Shinta sangat tidak suka jika dirinya diusik. Ya, dia tidak menyukai itu. Baginya, kehidupan hanya berputar pada Rama.

Shinta menghela napas. Dalam beberapa hal, dia memiliki sifat yang sama dengan Dewi. Mungkin, Zindy berusaha menyesuaikan dengan keadaan aslinya. Yeah, hanya mungkin.

Shinta segera membasuh mukanya cepat-cepat. Makan malam ini harusnya segera berakhir. Shinta ingin tidur. Lalu menyusun rencana untuk kedepannya.

Shinta keluar dari kamar mandi. Dia berjalan menunduk. Seseorang berdiri 5 meter dari arah Shinta.

Shinta mendongak, melihat orang itu.  Lalu berjalan mendekat. "Ra- eh Dewa?" Shinta bertanya, senyumnya melebar. Bagaimanapun juga Dewa memiliki wajah yang sama persis seperti Rama. Yeah, walaupun cowok di depannya ini memasang banyak topeng di mukanya. Definisi orang munafik.

"Ngapain ke sini?" Shinta berusaha bersikap ramah. Dia sudah sampai di depan Dewa. Berjarak sekitar setengah meter.

"Terserah." Dewa, cowok itu lantas berbalik arah. Tapi sepertinya tidak ingin pergi ke tempat makan malam tadi. Shinta mengikuti sambil berlari kecil.

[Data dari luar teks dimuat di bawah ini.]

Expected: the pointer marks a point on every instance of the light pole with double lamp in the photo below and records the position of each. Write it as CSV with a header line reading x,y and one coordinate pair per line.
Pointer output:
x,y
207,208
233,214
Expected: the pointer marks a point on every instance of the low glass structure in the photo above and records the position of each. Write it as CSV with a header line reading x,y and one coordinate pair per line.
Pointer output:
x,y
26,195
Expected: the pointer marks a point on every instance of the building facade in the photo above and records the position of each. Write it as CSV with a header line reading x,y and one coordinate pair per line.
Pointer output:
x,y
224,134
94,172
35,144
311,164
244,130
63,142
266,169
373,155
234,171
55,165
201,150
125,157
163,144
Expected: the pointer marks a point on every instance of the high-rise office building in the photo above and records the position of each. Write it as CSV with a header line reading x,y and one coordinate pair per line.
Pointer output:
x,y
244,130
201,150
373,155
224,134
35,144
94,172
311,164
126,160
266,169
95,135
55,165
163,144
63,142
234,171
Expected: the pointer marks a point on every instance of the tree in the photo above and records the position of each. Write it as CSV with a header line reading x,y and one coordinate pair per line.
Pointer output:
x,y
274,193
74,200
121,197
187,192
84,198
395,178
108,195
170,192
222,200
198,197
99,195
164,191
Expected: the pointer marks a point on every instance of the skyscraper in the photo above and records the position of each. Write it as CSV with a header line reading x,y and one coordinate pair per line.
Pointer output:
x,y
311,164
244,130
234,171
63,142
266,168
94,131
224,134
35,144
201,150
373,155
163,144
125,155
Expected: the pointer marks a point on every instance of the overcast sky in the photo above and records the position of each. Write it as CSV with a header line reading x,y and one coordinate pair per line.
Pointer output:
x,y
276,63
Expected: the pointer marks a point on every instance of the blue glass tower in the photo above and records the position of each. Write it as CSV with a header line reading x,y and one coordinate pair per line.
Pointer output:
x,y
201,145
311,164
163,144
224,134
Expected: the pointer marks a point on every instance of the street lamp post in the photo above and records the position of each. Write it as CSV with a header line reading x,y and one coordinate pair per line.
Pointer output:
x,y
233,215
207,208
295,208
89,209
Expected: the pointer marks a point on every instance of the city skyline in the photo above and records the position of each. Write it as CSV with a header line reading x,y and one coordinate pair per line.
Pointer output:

Ayo, buat semua ini lebih mudah.

Shinta mencoba mensejajarkan langkahnya dengan Dewa. "Gimana, kalo kita bikin kesepakatan?" Shinta tersenyum lebar. Urusan tersenyum, Shinta itu ahlinya.

"Nggak."

Shinta menghela napas. Dewa benar-benar irit berbicara. Ya, Rama memang irit berbicara tapi dalam keadaan tertentu, anak itu akan mengomel, berbicara panjang.

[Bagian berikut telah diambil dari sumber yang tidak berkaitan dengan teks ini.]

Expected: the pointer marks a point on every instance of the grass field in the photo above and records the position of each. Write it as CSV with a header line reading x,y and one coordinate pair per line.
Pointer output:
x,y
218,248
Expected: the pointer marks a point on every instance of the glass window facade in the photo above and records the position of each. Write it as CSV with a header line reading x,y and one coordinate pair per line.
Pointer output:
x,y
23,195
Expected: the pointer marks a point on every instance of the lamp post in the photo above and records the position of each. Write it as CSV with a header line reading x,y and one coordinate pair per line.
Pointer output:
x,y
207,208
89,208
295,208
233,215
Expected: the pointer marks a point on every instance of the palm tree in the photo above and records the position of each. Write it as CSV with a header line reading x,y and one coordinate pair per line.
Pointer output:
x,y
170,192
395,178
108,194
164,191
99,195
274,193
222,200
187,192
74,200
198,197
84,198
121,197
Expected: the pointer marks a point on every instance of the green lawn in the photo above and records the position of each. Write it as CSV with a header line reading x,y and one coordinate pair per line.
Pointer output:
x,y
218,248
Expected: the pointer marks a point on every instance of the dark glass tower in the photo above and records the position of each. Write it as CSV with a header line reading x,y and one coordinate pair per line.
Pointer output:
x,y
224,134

Shinta mendengus kecil. Bagaimana bisa Dewi bertahan? Mengejar-ngejar seperti orang gila jika sekalipun cowok disampingnya ini nampak acuh? Tak memberinya harapan sekecil apapun.

Langkah Shinta tiba-tiba terhenti. Harapan. Apa benar selama ini Rama bersikap baik kepada dirinya karena ingin memberi harapan?

Atau malah, harapan itu dirinya sendiri yang membuat? Terlalu banyak harapan hingga membuatnya tutup mata.

6 bulan terakhir, Rama resmi memiliki seorang kekasih.

Shinta menunduk.

Apakah tujuan dari semua ini untuk menyadarkan dirinya?

Shinta belum siap. Atau lebih tepatnya, dia tidak pernah siap. Setiap tersadar, rasanya sangat menyakitkan.

Lalu, apakah dia akan terus hidup dengan terus menutup mata?